From GIFs, to videos and paintings: NFTs are gaining prominence in the world of art
Contemporary artists around the globe have been trying to free art from the confines of art galleries and make it accessible to people. While some advocate bringing art to public spaces, others have chosen a more modern approach — digitising art. The latter, in the form of non-fungible tokens (NFTs), has come to the rescue of the artist community in the pandemic when physical galleries and museums closed their doors for exhibition and sale of artwork. NFTs are also helping artists earn royalties for the resale of their work, and preventing plagiarism. From meme artists, GIF makers and AI specialists, to graphic designers and sound engineers everyone’s involved in NFTs now.
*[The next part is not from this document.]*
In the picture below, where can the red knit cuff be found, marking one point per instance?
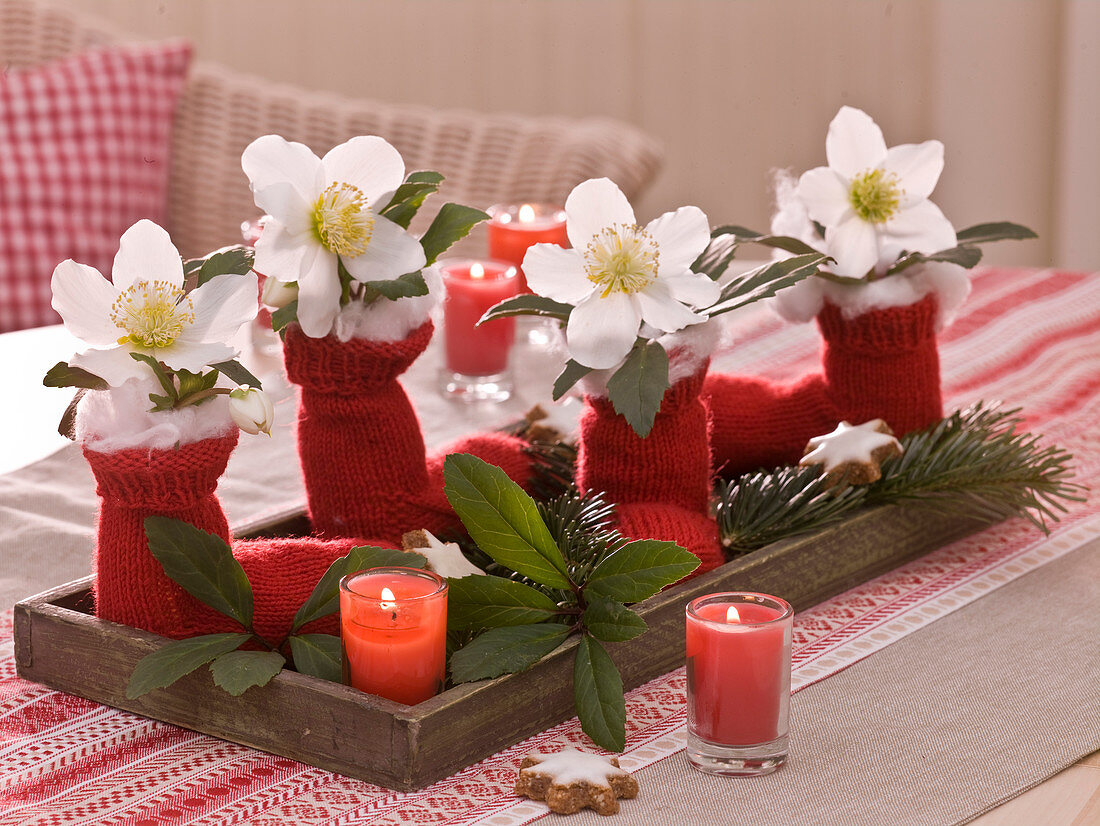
(890, 330)
(161, 480)
(350, 367)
Beeple’s collage, Everydays: The First 5000 Days, sold at Christie’s
Mahendra Rajpurohit, the founder of a platform that promotes works of digital artists and helps find collectors and buyers, explains, “NFTs let artistes or anyone buy/sell ownership of their digital items in cryptocurrency. It also allows them to track who owns the items, using the blockchain, by creating a unique code of the digital asset that can’t be copied or imitated. Anything digital — drawings, artworks, tweets, TikTok videos, GIFs, sounds and games — can be sold as NFTs.”
Pakistan’s most shared meme ‘Friendship ended with Mudasir’ was sold as a non-fungible token for a whopping $51,530 (Rs 38 lakh)
According to the website NonFungible.com, NFTs have generated nearly $2.5 billion in sales in May 2021, taking the world of art by storm. NFTs and blockchain not only help artists find buyers and collectors from across the world, without mediators but also promise them a 5-15% royalty each time their work is resold.
HOW NFTS ARE BRINGING DIFFERENT ART FORMS TOGETHER
Recently, pop icon Ritviz and visual artist Santanu Hazarika sold their collaborative work for $391.8 (`29560 approx) within 10 seconds of going live on an Indian NFT marketplace. In July, actor and host Vishal Malhotra was trending on social media for becoming the only Indian actor to release his NFT — a digital artwork in collaboration with artist Ishita Banerjee — which was sold for 2.5 Ethereum ($5,500), five times the listed price. The actor, who recently dropped his second NFT, says, “The beauty of the digital world and NFTs is it gives you the scope to make your artwork interactive. It’s not static like the physical world where a painting is two dimensional. My NFT artwork has my portrait in an animated form with my hair swaying and instruments like the tanpura and the sitar playing in the background with my voice chanting ‘Aum,’ which I recorded in a studio.”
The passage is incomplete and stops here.